Und doch ist dem Handelsblatt etwas gelungen, das den meisten Kundenkarten von Tageszeitungen abgeht: den Club mit einer gemeinschaftsstiftenden Idee aufzuladen. ‘Gemeinschaft zu Verbreitung des wirtschaftlichen Sachverstands’ klingt zwar etwas hölzern, dürfte aber in mancher Managerbrust eine Saite jenseits der reinen Vernunft zum Klingen bringen. Und genau darum geht es bei einem Club. Nur eine Gemeinschaft rund um eine gemeinsame Idee, eine Lebenseinstellung, ein begeistert verfolgtes Hobby oder ein engagiert verfochtenes Eigeninteresse verdient den Namen ‘Club’ oder, mit neudeutscher Bezeichnung und weniger organisatorischer Verbindlichkeit: ‘Community’.

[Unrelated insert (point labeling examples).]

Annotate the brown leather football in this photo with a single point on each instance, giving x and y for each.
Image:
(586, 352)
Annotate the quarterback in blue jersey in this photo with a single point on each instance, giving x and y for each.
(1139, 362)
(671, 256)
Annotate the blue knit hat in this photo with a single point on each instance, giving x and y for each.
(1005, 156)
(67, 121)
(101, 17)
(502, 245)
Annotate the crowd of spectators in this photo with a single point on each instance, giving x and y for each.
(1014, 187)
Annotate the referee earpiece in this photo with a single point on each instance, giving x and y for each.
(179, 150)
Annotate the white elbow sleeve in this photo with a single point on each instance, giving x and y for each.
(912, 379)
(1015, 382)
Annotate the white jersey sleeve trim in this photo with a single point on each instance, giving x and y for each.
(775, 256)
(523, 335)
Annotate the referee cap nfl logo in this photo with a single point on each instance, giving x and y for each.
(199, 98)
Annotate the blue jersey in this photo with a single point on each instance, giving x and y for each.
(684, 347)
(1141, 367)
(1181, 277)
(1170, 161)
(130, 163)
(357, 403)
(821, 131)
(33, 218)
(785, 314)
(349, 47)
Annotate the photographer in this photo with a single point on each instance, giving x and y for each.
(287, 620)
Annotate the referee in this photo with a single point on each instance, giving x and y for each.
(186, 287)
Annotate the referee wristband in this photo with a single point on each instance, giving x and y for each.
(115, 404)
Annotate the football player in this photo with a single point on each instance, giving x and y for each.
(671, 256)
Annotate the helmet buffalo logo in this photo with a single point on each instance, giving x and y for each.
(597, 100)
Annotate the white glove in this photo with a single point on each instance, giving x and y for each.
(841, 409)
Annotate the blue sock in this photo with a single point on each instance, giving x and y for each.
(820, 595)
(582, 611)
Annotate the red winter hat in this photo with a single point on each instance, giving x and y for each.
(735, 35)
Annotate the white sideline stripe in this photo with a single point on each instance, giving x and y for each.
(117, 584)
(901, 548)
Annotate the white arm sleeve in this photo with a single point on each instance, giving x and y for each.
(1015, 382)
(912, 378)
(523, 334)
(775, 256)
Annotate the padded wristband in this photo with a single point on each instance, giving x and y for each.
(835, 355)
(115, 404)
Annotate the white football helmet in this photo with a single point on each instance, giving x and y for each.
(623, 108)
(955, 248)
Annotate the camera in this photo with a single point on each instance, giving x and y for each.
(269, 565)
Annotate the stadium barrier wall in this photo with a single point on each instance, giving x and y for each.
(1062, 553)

Wenn unser Gesprächspartner Alexis Johann zwischen “transaktionalen” und “kooperativen” Kundenbeziehungen unterscheidet (pv digest #5/2016, S.4), dann prägt er damit im Grunde pointierte Begriffe auch für den Unterschied zwischen einem Kundenclub und einem echten Club. Ein Kundenclub mag Bindungswirkung entfalten, wenn er häufig Sparerlebnisse vermittelt. Ein echter Club, eine Community, vermitteln vor allen Dingen eins: Zugehörigkeit.
Viele gute Zeitschriften schaffen das auch ohne Clubkarte. Von Brand Eins über Landlust bis hin zu Beef und Barbara vermitteln die Magazin-Erfolge der letzten Jahre mindestens genau so viel Lebenseinstellung wie Unterhaltung&Information. Die richtige Zeitschrift zu lesen ist auch ein gutes Stück Selbstbestätigung. Allerdings: Zu einer Gruppe gehören auch die, die nicht dazu gehören, die anderen. Wenn ein Club zu groß wird, dann verliert er an Exklusivität und Profil.
Für Dickschiffe ist der Clubgedanke kein Rettungsanker (stockt es darum bei der Landlust?). Aber kleinere Titel können auf diesem Ticket erfolgreich segeln. Und sogar Lesererlöse erwirtschaften, ohne dafür eine Paywall zu errichten, wie es die Taz vormacht. Eine spannende Frage für die Zeitungswelt: welcher Regionalzeitung gelingt es, Heimatgefühl und Regionalstolz so zu verkörpern, dass sie von diesem Effekt profitieren kann? Möchten tun das viele. Aber gelingt das schon irgendwo? Leserstimmen willkommen!